We can write Equation (9.1) using matrix notation, as
\[\begin{align} \tag{9.2} y_i &= \begin{bmatrix}1&f_i\end{bmatrix} \begin{bmatrix}\alpha\\ \beta\end{bmatrix} + v_i \nonumber\\ &= \mathbf{F}_i^{\top}\boldsymbol{\theta} + v_i, \end{align}\]
where \(\mathbf{F}_i^{\top} = \begin{bmatrix}1&f_i\end{bmatrix}\) and \(\boldsymbol{\theta} = \begin{bmatrix}\alpha\\ \beta\end{bmatrix}\).
In a DLM, however, the regression parameters are dynamic in that they “evolve” over time. For a single observation at time \(t\), we can write
\[\begin{equation} (\#eq:dlm-dlm_1) y_t = \mathbf{F}_{t}^{\top}\boldsymbol{\theta}_t + v_t, \end{equation}\]
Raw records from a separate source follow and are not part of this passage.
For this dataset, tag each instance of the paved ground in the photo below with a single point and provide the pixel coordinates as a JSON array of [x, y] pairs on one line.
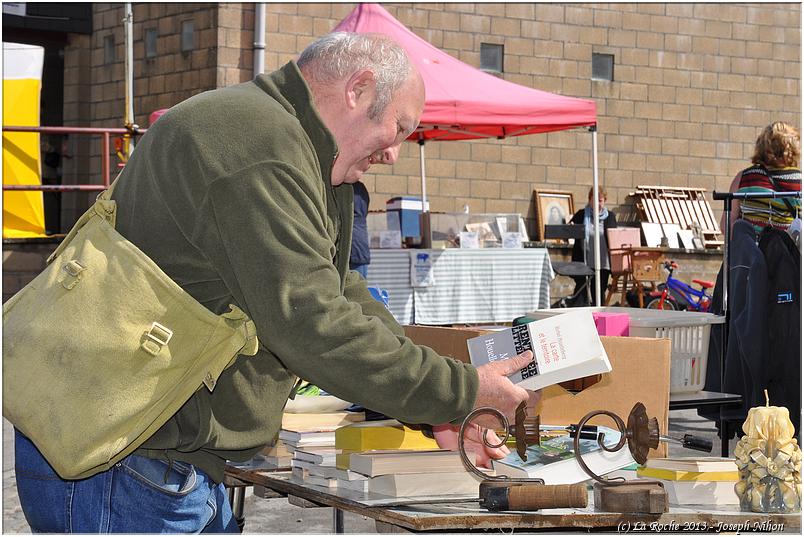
[[276, 516]]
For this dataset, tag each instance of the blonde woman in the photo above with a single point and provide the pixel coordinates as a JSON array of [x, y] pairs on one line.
[[775, 168]]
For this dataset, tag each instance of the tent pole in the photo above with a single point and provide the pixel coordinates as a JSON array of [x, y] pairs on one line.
[[425, 217], [128, 32], [423, 176], [596, 215]]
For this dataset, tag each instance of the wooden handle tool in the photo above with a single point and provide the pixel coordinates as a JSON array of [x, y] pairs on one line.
[[531, 497]]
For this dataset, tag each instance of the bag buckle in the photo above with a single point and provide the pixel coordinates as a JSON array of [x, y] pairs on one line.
[[73, 269], [155, 338]]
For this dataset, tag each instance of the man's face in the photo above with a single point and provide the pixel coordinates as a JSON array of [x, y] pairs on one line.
[[364, 141]]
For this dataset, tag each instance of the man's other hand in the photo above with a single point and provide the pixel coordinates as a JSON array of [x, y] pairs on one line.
[[447, 438], [497, 391]]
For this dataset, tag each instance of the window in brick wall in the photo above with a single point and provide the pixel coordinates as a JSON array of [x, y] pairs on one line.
[[108, 49], [602, 66], [150, 42], [491, 57], [187, 36]]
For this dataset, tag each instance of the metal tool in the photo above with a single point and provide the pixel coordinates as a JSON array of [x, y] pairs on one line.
[[502, 493]]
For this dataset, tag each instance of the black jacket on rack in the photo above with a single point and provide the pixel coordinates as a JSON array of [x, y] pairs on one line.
[[764, 346], [783, 310], [747, 347]]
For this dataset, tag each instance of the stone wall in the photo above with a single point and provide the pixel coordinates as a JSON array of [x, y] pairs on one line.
[[22, 261], [693, 86]]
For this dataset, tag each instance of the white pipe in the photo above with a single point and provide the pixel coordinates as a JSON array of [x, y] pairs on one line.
[[128, 25], [424, 177], [259, 39], [595, 215]]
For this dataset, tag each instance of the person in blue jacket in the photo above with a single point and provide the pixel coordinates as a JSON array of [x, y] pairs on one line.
[[360, 256]]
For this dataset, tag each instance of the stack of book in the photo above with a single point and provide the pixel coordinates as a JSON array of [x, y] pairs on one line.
[[401, 473], [386, 458], [695, 481], [309, 431], [395, 473], [374, 435]]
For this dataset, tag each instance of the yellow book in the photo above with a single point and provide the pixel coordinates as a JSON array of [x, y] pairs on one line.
[[385, 434], [680, 475]]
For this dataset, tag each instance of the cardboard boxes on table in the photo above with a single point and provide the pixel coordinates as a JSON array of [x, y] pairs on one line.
[[640, 373]]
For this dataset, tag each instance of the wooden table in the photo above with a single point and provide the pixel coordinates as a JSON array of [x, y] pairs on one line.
[[465, 516]]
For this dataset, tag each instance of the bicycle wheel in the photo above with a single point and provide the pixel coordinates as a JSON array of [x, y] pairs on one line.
[[656, 304]]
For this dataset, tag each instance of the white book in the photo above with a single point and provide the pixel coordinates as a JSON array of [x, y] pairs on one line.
[[295, 439], [554, 460], [320, 481], [701, 492], [328, 471], [320, 455], [399, 461], [459, 483], [565, 347], [356, 485]]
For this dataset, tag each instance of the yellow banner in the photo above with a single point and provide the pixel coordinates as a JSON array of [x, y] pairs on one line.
[[23, 212]]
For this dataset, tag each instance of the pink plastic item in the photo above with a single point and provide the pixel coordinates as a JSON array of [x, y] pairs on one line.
[[611, 324]]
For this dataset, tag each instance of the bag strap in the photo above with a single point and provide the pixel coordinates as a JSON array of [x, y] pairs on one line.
[[247, 328], [103, 207]]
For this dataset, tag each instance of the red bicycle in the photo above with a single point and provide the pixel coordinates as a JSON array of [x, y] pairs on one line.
[[677, 295]]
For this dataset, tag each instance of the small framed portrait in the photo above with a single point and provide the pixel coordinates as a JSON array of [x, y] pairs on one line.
[[553, 207]]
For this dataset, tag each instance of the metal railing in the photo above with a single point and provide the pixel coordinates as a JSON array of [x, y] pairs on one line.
[[105, 132]]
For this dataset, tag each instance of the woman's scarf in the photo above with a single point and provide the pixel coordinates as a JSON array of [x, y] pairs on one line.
[[589, 243]]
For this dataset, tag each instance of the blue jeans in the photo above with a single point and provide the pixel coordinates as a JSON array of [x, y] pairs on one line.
[[361, 269], [137, 495]]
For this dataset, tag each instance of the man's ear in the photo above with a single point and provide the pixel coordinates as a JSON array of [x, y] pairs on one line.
[[359, 87]]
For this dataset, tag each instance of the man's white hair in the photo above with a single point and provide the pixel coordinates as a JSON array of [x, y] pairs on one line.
[[340, 54]]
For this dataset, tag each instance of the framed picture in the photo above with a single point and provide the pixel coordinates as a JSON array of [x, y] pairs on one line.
[[553, 207]]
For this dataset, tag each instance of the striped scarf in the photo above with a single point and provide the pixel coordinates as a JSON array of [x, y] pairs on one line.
[[762, 213]]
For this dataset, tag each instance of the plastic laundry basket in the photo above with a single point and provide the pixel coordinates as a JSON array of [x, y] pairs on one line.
[[688, 333]]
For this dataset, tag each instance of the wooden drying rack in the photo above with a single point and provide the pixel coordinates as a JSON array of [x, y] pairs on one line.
[[685, 206]]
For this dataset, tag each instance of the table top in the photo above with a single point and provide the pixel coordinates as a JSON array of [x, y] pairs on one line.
[[464, 515], [698, 399]]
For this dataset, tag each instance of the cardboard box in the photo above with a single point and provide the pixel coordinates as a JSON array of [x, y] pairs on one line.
[[640, 373], [403, 214]]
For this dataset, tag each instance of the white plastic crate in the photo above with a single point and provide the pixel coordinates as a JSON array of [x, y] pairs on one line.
[[687, 331]]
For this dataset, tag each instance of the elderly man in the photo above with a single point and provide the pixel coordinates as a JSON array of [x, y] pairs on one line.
[[242, 195]]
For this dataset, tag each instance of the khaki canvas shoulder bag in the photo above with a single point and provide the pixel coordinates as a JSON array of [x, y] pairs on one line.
[[102, 348]]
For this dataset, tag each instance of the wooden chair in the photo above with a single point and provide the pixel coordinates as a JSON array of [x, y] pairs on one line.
[[620, 241]]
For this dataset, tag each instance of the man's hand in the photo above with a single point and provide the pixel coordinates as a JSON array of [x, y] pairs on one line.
[[447, 438], [498, 392]]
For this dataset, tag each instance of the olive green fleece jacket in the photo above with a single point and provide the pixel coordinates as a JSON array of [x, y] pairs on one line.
[[229, 193]]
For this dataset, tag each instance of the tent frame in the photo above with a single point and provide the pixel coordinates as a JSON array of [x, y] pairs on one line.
[[427, 239]]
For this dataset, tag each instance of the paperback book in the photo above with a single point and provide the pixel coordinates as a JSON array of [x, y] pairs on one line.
[[461, 483], [694, 464], [383, 434], [320, 421], [373, 463], [327, 471], [565, 347], [298, 439], [554, 460]]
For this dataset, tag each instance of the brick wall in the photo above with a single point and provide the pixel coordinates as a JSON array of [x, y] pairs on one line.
[[22, 261], [693, 86], [95, 88]]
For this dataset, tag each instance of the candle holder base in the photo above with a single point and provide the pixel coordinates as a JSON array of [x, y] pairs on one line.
[[635, 496]]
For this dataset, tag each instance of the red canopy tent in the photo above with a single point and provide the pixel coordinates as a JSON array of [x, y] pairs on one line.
[[463, 103]]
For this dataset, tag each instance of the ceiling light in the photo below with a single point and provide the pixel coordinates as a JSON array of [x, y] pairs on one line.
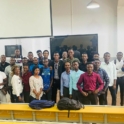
[[93, 4]]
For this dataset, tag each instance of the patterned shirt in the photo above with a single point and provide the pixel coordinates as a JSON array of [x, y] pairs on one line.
[[56, 75], [104, 76], [71, 61], [90, 82], [47, 75], [74, 76]]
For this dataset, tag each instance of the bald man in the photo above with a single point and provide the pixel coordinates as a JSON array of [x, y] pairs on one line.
[[3, 63]]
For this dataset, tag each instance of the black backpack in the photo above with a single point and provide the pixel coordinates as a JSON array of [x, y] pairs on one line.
[[69, 104], [39, 104]]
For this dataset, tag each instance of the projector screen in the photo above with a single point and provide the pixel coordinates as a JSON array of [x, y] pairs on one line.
[[25, 18]]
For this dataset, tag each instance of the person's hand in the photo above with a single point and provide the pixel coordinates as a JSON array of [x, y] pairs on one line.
[[61, 97], [37, 96], [114, 86], [70, 96], [102, 92], [47, 90], [96, 91], [84, 93], [19, 98]]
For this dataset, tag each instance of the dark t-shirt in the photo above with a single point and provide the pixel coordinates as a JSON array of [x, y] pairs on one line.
[[30, 63], [83, 66], [3, 66]]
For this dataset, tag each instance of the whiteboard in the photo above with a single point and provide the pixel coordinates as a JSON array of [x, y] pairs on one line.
[[25, 18]]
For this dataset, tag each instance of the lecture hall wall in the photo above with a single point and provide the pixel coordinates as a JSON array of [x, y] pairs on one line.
[[71, 17]]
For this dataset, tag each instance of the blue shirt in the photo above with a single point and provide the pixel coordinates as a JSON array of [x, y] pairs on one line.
[[74, 77], [104, 76], [47, 75], [65, 80], [32, 66]]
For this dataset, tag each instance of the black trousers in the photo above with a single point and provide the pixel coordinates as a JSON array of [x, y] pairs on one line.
[[26, 96], [55, 87], [75, 94], [102, 99], [11, 95], [91, 99], [66, 92], [48, 95], [16, 100], [113, 95], [120, 82]]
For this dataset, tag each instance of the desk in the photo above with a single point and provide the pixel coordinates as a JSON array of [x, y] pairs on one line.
[[98, 114]]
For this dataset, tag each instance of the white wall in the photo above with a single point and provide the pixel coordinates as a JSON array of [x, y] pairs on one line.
[[34, 44], [28, 44], [120, 26], [80, 20]]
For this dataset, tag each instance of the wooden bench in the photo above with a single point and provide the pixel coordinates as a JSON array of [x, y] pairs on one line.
[[98, 114]]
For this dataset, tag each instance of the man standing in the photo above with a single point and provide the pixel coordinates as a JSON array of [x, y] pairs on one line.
[[58, 67], [40, 59], [104, 76], [74, 76], [47, 75], [119, 63], [110, 68], [30, 58], [8, 73], [3, 63], [25, 61], [64, 56], [65, 80], [35, 63], [18, 57], [89, 91], [2, 83], [46, 55], [71, 57], [95, 56], [84, 61]]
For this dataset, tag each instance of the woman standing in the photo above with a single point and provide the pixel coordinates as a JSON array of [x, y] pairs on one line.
[[36, 85], [17, 87]]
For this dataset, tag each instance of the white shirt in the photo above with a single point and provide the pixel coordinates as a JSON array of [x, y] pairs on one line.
[[17, 86], [111, 71], [37, 84], [18, 61], [2, 77], [119, 65], [8, 72]]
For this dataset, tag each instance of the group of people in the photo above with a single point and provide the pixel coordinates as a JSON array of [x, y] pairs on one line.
[[77, 51], [40, 78]]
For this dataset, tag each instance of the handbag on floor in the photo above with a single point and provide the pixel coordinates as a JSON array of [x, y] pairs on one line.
[[69, 104], [39, 104]]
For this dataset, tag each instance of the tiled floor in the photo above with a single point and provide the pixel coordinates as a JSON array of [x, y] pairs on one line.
[[109, 98]]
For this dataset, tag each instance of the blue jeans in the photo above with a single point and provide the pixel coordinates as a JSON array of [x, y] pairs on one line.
[[16, 100], [113, 94]]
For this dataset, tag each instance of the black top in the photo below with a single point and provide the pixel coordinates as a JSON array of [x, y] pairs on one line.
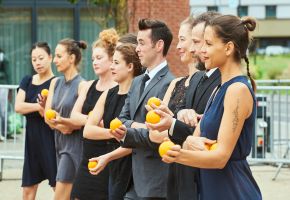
[[113, 106], [177, 100], [120, 169], [84, 186], [92, 97], [40, 160]]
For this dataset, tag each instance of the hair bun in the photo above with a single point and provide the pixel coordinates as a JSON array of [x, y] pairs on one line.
[[109, 36], [82, 44], [249, 23]]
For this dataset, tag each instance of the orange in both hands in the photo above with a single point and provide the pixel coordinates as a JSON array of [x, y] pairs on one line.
[[154, 100], [213, 147], [207, 146], [152, 117], [210, 147], [50, 114], [89, 114], [115, 123], [92, 164], [44, 93], [164, 147]]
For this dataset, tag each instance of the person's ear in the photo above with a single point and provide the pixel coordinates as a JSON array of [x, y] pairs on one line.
[[130, 67], [50, 58], [229, 48], [160, 45], [72, 58]]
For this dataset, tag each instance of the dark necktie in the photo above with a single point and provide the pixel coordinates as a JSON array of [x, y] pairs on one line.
[[204, 78], [142, 86]]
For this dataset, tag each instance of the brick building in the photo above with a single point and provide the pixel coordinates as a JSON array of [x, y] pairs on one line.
[[172, 12], [24, 22]]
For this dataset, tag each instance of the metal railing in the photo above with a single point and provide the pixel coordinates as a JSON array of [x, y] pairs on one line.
[[12, 127], [271, 141], [272, 137]]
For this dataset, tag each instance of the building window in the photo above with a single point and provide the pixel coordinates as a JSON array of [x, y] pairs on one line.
[[212, 8], [270, 12], [242, 11]]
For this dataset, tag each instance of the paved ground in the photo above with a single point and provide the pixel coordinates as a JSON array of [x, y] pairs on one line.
[[10, 187]]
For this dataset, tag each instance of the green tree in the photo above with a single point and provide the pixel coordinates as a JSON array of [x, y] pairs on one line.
[[116, 11]]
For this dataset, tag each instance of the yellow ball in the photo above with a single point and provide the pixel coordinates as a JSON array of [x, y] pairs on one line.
[[164, 147], [154, 100], [115, 123], [213, 147], [44, 93], [92, 164], [152, 117], [50, 114]]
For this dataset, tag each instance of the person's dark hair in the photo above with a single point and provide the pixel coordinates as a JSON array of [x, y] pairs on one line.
[[42, 45], [230, 28], [74, 47], [159, 31], [188, 21], [205, 17], [129, 38], [130, 55], [108, 39]]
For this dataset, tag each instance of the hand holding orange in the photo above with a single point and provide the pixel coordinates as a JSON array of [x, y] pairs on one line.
[[50, 114], [44, 93], [115, 123], [164, 147], [92, 164], [211, 147], [152, 117], [154, 100]]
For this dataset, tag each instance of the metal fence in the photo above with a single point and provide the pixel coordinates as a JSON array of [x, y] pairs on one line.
[[12, 131], [271, 139]]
where \(\mathbf{F}_t\) is a column vector of predictor variables (covariates) at time \(t\), \(\boldsymbol{\theta}_t\) is a column vector of regression parameters at time \(t\) and \(v_{t}\sim\,\text{N}(0,r)\). This formulation presents two features that distinguish it from Equation (9.2). First, the observed data are explicitly time ordered (i.e., \(\mathbf{y}=\lbrace{y_1,y_2,y_3,\dots,y_T}\rbrace\)), which means we expect them to contain implicit information. Second, the relationship between the observed datum and the predictor variables are unique at every time \(t\) (i.e., \(\boldsymbol{\theta}=\lbrace{\boldsymbol{\theta}_1,\boldsymbol{\theta}_2,\boldsymbol{\theta}_3,\dots,\boldsymbol{\theta}_T}\rbrace\)).
However, closer examination of Equation @ref(eq:dlm-dlm_1) reveals an apparent complication for parameter estimation. With only one datum at each time step \(t\), we could, at best, estimate only one regression parameter, and even then, the 1:1 correspondence between data and parameters would preclude any estimation of parameter uncertainty. To address this shortcoming, we return to the time ordering of model parameters. Rather than assume the regression parameters are independent from one time step to another, we instead model them as an autoregressive process where
\[\begin{equation} \tag{9.3} \boldsymbol{\theta}_t = \mathbf{G}_t\boldsymbol{\theta}_{t-1} + \mathbf{w}_t, \end{equation}\]
\(\mathbf{G}_t\) is the parameter “evolution” matrix, and \(\mathbf{w}_t\) is a vector of process errors, such that \(\mathbf{w}_t \sim \,\text{MVN}(\mathbf{0},\mathbf{Q})\). The elements of \(\mathbf{G}_t\) may be known and fixed a priori, or unknown and estimated from the data. Although we could allow \(\mathbf{G}_t\) to be time-varying, we will typically assume that it is time invariant or assume \(\mathbf{G}_t\) is an \(m \times m\) identity matrix \(\mathbf{I}_m\).
The idea is that the evolution matrix \(\mathbf{G}_t\) deterministically maps the parameter space from one time step to the next, so the parameters at time \(t\) are temporally related to those before and after. However, the process is corrupted by stochastic error, which amounts to a degradation of information over time. If the diagonal elements of \(\mathbf{Q}\) are relatively large, then the parameters can vary widely from \(t\) to \(t+1\). If \(\mathbf{Q} = \mathbf{0}\), then \(\boldsymbol{\theta}_1=\boldsymbol{\theta}_2=\boldsymbol{\theta}_T\) and we are back to the static model in Equation (9.1).